Mais non.
Si nous prenons l'ancienne "route de la soie" Asie-Europe nous n'arrivons pas là.
Porte ouverte aux plus grands navires ce nouveau port péruvien, ce méga-port s'apprête à concurrencer et déplacer tout un courant atlantique vers le Pacifique et à jouer sur l'échiquier qui va de Los Angeles à Sidney, Singapour et les Philippines en passant par Shangaï.
S'il fut un petit lieu tranquille, un peu port de pêche, un peu station balnéaire et haut lieu archéologique ouvert à tous, ce fut bien la ville de Chancay, à peine plus de 30.000 habitants, au Nord de Lima, pas très loin, moins de 80 kilomètres, connue pour sa civilisation pré-incaïque.
Bonne fille son immense nécropole se laissait piller depuis les années 40 parce qu'elle contenait presque à ciel ouvert, si j'ose dire, de multiples tombes riches en tissus de cotons à motifs en guise de linceuls pour des morts dont subsistait encore parfois la chevelure, des poupées de tissus peints ou brodés qui accompagnaient leur voyage et de grandes céramiques quelquefois géantes.
Mais surtout des divinités protectrices des morts, toujours en couple. Homme et femme debout accueillant dans un monde meilleur les défunts.
Ces dieux ancestraux étaient appelés familièrement cuchimilcos, un nom inexpliqué sinon par des blagues issues d'une étymologie populaire dépréciative du genre "issu de l'enclos des porcs", ou "petits porcelets" mais ils avaient séduit plusieurs générations d'Occidentaux, venus bien après les Conquistadors destructeurs et indifférents, d'archéologues amateurs sans diplômes et sans scrupules, fouilleurs du dimanche, collectionneurs et touristes qui les revendaient et achetaient en guise de décor porte bonheur.
On en trouvait des files entières dans les vitrines des musées du Pérou mais aussi du monde entier.
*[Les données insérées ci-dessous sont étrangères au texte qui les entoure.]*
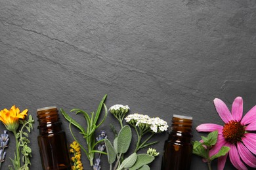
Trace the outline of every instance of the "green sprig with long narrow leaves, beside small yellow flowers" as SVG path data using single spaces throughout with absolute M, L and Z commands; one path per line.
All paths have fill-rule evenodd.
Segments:
M 70 110 L 70 112 L 75 112 L 75 114 L 79 114 L 79 113 L 83 114 L 83 116 L 86 120 L 86 123 L 87 123 L 86 128 L 84 128 L 78 122 L 76 122 L 73 118 L 71 118 L 63 109 L 60 109 L 60 112 L 63 114 L 63 116 L 66 118 L 66 120 L 68 120 L 70 122 L 70 132 L 71 132 L 72 136 L 74 137 L 74 140 L 81 147 L 81 150 L 83 150 L 83 152 L 85 152 L 88 160 L 90 161 L 91 166 L 93 166 L 93 159 L 94 159 L 96 152 L 100 153 L 100 154 L 106 154 L 106 152 L 102 152 L 100 150 L 95 149 L 95 146 L 98 143 L 101 143 L 102 141 L 104 141 L 104 139 L 97 141 L 97 142 L 95 141 L 95 130 L 104 122 L 104 120 L 106 119 L 106 116 L 108 114 L 108 109 L 106 108 L 106 105 L 104 104 L 106 97 L 107 97 L 107 95 L 104 95 L 104 97 L 100 101 L 100 104 L 98 105 L 98 109 L 96 110 L 96 112 L 91 112 L 91 116 L 90 116 L 90 114 L 88 114 L 87 112 L 85 112 L 84 110 L 81 110 L 81 109 Z M 104 107 L 105 114 L 104 114 L 104 118 L 98 123 L 98 118 L 100 117 L 100 112 L 102 110 L 102 107 Z M 83 147 L 83 145 L 81 143 L 79 143 L 79 141 L 77 141 L 77 139 L 75 138 L 75 136 L 72 132 L 71 124 L 73 124 L 75 127 L 77 127 L 80 130 L 80 133 L 83 135 L 83 138 L 85 138 L 85 141 L 87 144 L 87 149 L 85 149 L 85 147 Z

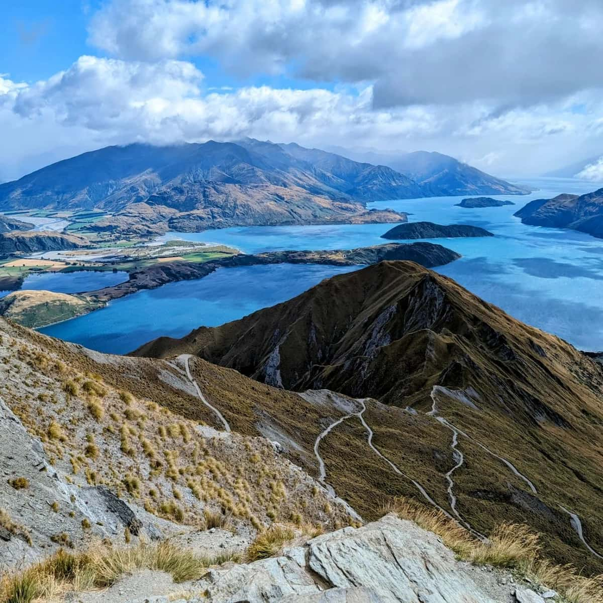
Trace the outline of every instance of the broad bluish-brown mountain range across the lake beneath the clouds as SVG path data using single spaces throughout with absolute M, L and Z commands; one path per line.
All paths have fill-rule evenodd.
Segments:
M 432 154 L 428 154 L 432 157 Z M 423 157 L 422 155 L 420 157 Z M 434 156 L 435 157 L 435 156 Z M 270 224 L 396 222 L 367 202 L 449 194 L 524 194 L 451 157 L 396 171 L 297 144 L 254 139 L 106 147 L 0 185 L 0 210 L 98 209 L 92 231 L 144 233 Z M 421 171 L 422 170 L 422 171 Z M 445 174 L 463 174 L 451 185 Z

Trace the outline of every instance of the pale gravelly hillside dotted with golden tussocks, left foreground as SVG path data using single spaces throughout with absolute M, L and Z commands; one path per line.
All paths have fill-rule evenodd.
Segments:
M 192 536 L 208 514 L 243 538 L 274 520 L 353 522 L 270 441 L 224 431 L 188 375 L 184 360 L 103 355 L 0 319 L 3 570 L 98 538 Z

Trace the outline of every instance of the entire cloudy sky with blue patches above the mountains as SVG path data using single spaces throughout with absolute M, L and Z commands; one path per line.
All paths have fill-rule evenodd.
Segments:
M 243 136 L 603 180 L 601 0 L 7 0 L 0 182 Z

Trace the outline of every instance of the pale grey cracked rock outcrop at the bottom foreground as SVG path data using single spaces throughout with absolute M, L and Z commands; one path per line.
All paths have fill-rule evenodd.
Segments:
M 388 515 L 286 548 L 279 557 L 209 570 L 191 585 L 207 603 L 540 603 L 529 583 L 458 561 L 439 537 Z M 515 594 L 516 593 L 516 594 Z M 142 595 L 142 593 L 141 593 Z M 531 598 L 532 597 L 532 598 Z M 144 598 L 135 599 L 136 603 Z M 172 599 L 173 600 L 173 599 Z M 169 601 L 157 597 L 148 601 Z M 130 602 L 134 603 L 134 601 Z

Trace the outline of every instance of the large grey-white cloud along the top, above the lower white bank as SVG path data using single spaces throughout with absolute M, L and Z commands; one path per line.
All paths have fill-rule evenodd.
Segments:
M 111 0 L 90 41 L 238 74 L 370 81 L 377 107 L 520 106 L 603 85 L 599 0 Z

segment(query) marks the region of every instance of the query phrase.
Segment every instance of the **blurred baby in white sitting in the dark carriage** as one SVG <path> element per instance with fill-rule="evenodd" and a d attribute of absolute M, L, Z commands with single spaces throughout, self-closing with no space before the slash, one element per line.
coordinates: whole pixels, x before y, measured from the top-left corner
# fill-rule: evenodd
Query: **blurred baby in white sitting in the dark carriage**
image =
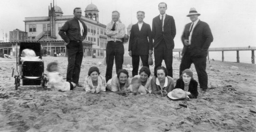
<path fill-rule="evenodd" d="M 42 61 L 39 56 L 36 56 L 36 53 L 32 49 L 23 49 L 21 52 L 20 61 Z"/>

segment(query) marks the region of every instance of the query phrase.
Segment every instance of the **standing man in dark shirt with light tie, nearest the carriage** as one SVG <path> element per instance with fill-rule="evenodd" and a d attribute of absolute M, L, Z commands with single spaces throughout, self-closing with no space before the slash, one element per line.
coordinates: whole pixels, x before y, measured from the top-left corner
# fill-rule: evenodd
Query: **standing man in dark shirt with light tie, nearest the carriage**
<path fill-rule="evenodd" d="M 78 87 L 81 64 L 83 60 L 82 41 L 87 35 L 87 27 L 80 20 L 81 8 L 73 10 L 74 18 L 65 22 L 59 31 L 59 35 L 65 41 L 68 52 L 67 81 L 74 82 Z"/>

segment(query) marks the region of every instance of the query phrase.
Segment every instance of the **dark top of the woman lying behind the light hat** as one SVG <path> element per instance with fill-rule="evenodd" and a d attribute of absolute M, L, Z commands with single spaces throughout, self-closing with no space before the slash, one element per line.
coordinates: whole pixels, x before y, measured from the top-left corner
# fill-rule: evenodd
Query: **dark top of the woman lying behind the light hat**
<path fill-rule="evenodd" d="M 189 86 L 188 86 L 188 92 L 191 93 L 191 95 L 189 95 L 190 99 L 196 99 L 197 98 L 197 96 L 198 96 L 197 85 L 198 85 L 198 83 L 194 79 L 191 79 L 191 81 L 189 83 Z M 175 89 L 184 90 L 184 87 L 185 87 L 185 84 L 184 84 L 183 80 L 178 79 L 176 81 Z"/>

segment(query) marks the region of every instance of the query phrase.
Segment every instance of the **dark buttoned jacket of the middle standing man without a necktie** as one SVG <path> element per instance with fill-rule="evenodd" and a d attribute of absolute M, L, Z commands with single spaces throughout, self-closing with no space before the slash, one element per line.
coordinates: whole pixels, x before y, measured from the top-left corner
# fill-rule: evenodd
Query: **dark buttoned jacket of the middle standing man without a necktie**
<path fill-rule="evenodd" d="M 134 24 L 131 29 L 128 51 L 132 50 L 132 55 L 148 55 L 148 50 L 153 50 L 152 44 L 149 24 L 143 22 L 140 30 L 138 24 Z"/>

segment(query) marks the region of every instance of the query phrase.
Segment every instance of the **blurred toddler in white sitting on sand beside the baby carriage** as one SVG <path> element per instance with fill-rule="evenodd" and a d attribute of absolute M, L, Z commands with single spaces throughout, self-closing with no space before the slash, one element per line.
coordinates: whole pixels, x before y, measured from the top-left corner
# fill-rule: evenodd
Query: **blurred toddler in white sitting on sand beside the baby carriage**
<path fill-rule="evenodd" d="M 50 62 L 47 65 L 46 70 L 48 73 L 49 81 L 47 82 L 47 88 L 50 88 L 51 91 L 69 91 L 73 90 L 76 87 L 76 84 L 73 82 L 66 82 L 63 77 L 60 75 L 58 63 Z"/>

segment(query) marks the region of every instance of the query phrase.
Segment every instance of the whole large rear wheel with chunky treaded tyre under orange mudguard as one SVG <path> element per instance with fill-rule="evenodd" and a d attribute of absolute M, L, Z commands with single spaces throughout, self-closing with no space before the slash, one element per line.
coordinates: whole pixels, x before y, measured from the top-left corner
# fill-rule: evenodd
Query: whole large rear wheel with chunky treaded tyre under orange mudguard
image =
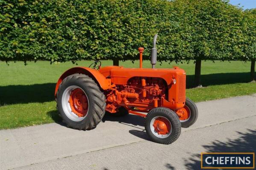
<path fill-rule="evenodd" d="M 59 115 L 68 127 L 93 129 L 105 114 L 105 95 L 94 80 L 84 74 L 66 77 L 56 97 Z"/>

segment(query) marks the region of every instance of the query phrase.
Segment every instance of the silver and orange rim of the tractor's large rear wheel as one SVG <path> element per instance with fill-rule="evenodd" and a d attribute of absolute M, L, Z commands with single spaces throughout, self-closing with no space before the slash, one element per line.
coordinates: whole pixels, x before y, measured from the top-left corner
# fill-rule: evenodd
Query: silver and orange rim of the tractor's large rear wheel
<path fill-rule="evenodd" d="M 69 119 L 80 122 L 88 114 L 88 96 L 82 88 L 71 85 L 63 92 L 62 108 Z"/>

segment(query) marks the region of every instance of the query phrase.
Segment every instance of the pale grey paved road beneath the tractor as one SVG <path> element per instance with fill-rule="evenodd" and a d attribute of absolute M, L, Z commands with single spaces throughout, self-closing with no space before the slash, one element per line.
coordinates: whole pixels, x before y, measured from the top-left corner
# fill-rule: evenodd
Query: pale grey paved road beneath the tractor
<path fill-rule="evenodd" d="M 135 115 L 106 117 L 89 131 L 56 123 L 0 130 L 0 169 L 196 170 L 200 152 L 256 152 L 256 94 L 197 107 L 197 122 L 170 145 L 150 142 Z"/>

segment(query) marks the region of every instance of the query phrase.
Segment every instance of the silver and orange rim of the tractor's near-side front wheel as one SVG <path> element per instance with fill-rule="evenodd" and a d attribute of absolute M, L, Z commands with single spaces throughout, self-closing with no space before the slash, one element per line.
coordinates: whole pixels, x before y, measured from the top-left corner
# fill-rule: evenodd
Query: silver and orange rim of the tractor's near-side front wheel
<path fill-rule="evenodd" d="M 158 138 L 167 138 L 172 133 L 171 122 L 164 116 L 156 116 L 150 121 L 150 130 Z"/>

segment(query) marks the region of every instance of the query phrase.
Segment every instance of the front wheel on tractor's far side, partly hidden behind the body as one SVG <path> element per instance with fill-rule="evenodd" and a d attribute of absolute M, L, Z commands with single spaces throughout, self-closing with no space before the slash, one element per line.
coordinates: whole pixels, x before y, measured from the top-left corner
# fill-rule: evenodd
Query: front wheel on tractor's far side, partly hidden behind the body
<path fill-rule="evenodd" d="M 198 116 L 197 106 L 188 98 L 186 98 L 185 106 L 176 110 L 176 113 L 179 116 L 181 127 L 190 127 L 196 122 Z"/>

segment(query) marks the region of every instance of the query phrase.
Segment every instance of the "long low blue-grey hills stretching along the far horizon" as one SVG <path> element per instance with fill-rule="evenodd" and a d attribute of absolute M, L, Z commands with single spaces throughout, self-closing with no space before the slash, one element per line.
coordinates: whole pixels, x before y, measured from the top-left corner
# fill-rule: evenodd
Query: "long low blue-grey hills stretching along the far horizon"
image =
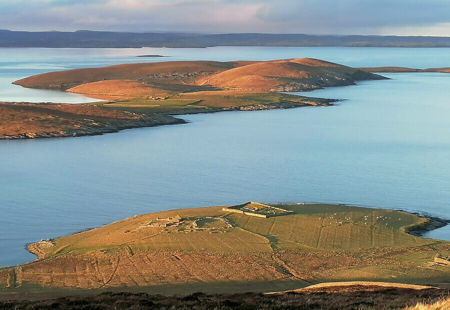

On en trouvait aussi chez les particuliers, étonnant décor, posés debout ou allongés sur des présentoirs avec leur air de gros bébé nu et potelé et, quand il s'agissait de mâles, en mignonne et proportionnée érection.
Mais voilà maintenant que leurs bras tendus, leurs mains ouvertes, leurs yeux écarquillés, incapables de se retourner dans leur tombes, extraits, évacués et comme extasiés et excités devant la modernité, ils se voient contraints d'accueillir le nouvel impérialisme venu comme leurs très lointains ancêtres passés par le détroit de Béring, d'extrême Orient.